Hong Kong to Shenzhen

After a few trips to HK, it was time to see something new, ie a day trip to neighbouring Shenzhen to visit Huaqiangbei electronics market and Dongmen Pedestrian Street.

How to get from HK to Shenzhen via train

a. From within HK, get to the East Rail Line. it’s the light blue line that runs vertically upwards. From Causeway Bay you can take a bus across the tunnel to Hung Hom Station.

If you’re on the other side, you can take the green line to the interchange at Kowloon Tong. It’s a long journey ~>30mins, so take a seat and enjoy the scenery.

When boarding the train, watch out for the ending station. There are two, either Lo Hu Station or Lok Ma Chau station. Both stations have a border entry, but I went to Lo Hu as it is closer to the places we are heading to. Make sure your Octopus card has sufficient value as this long ride cost more than the usual downtown trips. I think it was probably 30-40 HKD in total.

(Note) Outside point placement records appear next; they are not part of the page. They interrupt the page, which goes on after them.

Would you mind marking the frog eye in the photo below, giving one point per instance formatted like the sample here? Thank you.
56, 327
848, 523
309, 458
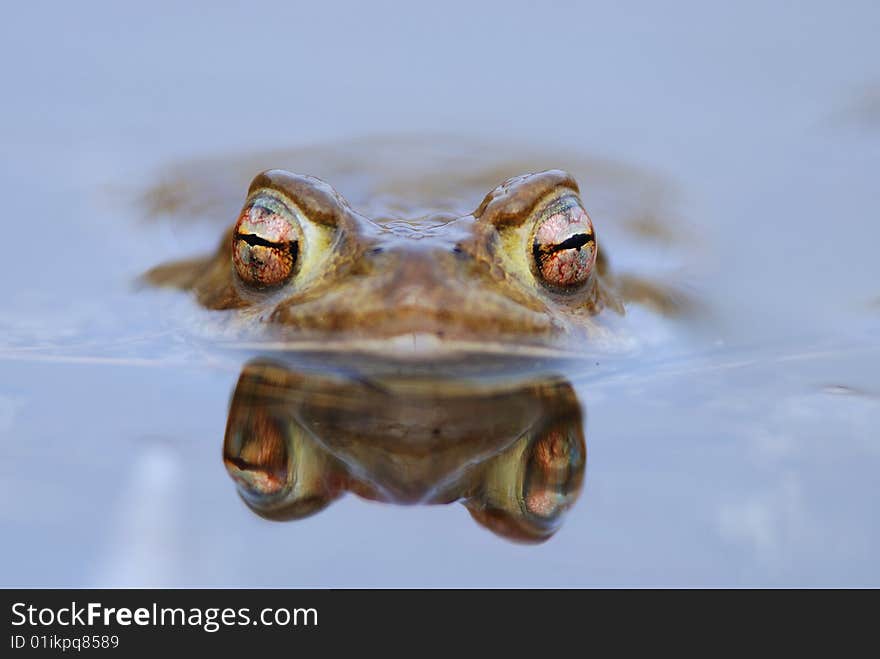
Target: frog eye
255, 453
564, 245
552, 475
266, 241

East Rail Line is a longer and bigger rail train than the usual MTR.

b. HK Customs

Since you are leaving HK, you’ll need to go out of HK customs. Alight from the train at Lo Hu station, follow the escalators and signs and customs is right upstairs.

c. China Customs

You’ll walk like 100m and then it’ll be the China entry customs. If you need a visa, you should be able to apply for one upstairs. I didn’t need one as Singaporeans get visa-waiver for trips less than 15 days.

Customs was a pretty straightforward process.

d. Enter

Right out of China customs.

Once you step out, you’re right at the entrance of the escalators down to Shenzhen subway green line Louhu Station in the basement, and on the right is the Lohu Commercial City mall. Apparently you can start shopping right there but we heard their prices are so good so we didn’t bother and instead took the subway to Dongmen.

Louhu Commercial City on the right
Luohu Subway Station
The one way tickets. Tap using the chips to enter, drop it into the slots to exit the station.
Buying tickets at the machines. There’s also English mode available. You’ll likely need coins or 5 yuan notes.

e. Dongmen

Pedestrian Street. Large McDonalds there is a good landmark to remember.

Dongmen Pedestrian Street is two stops away. Buy your subway ticket indicating start at Louhu and end at Laojie Station. Cost = 2 yuan for one way ticket.

Once you exit from Laojie Station, you’ll be right at the shops. I suggest you get out to the ground level to get some bearings on where you are. There are many many exits for the station but most exits are fine. Use Exit F if you need to choose one.

It’s a very large area with tens of buildings so enjoy walking around.

f. Huaqiangbei

I went to Huaqiangbei as well. Same, use the green subway line 1 for another 5 stops or so. Cost is still another 2 yuan.

You can go into the all the buildings left and right of the pedestrian street, between the stations Huaqiang Road and Huaqiangbei.

Electronics all over.

Good luck looking for what you want.



Ease of travel: Good. It was convenient, just follow the subway lines and signs, no complicated routing or taxi necessary. Cheap journey as well. Both subway have languages and announcements in multiple languages including English.

Safety: Generally we felt pretty safe. Minimal beggars / touts. Overall service was pretty decent and good. Just be a normal level of mindfulness as per usual travel and you’ll be ok.

Note that Google Maps in China is either restricted or lacking in info. You might want to arm yourself with Baidu Maps before getting in. Baidu has more precise location and information, but it’s all in Chinese.

Currency: You’ll need to use local Renminbi. We didn’t try with HKD. Even if you succeed, you won’t get as good a bargain. There’s plenty to shop – clothes, bags and shoes.

Pretty bustling at night when the crowds come out.



There are also tours etc that can bring you into Shenzhen, if that’s your thing. But a one-day solo trip is definitely doable.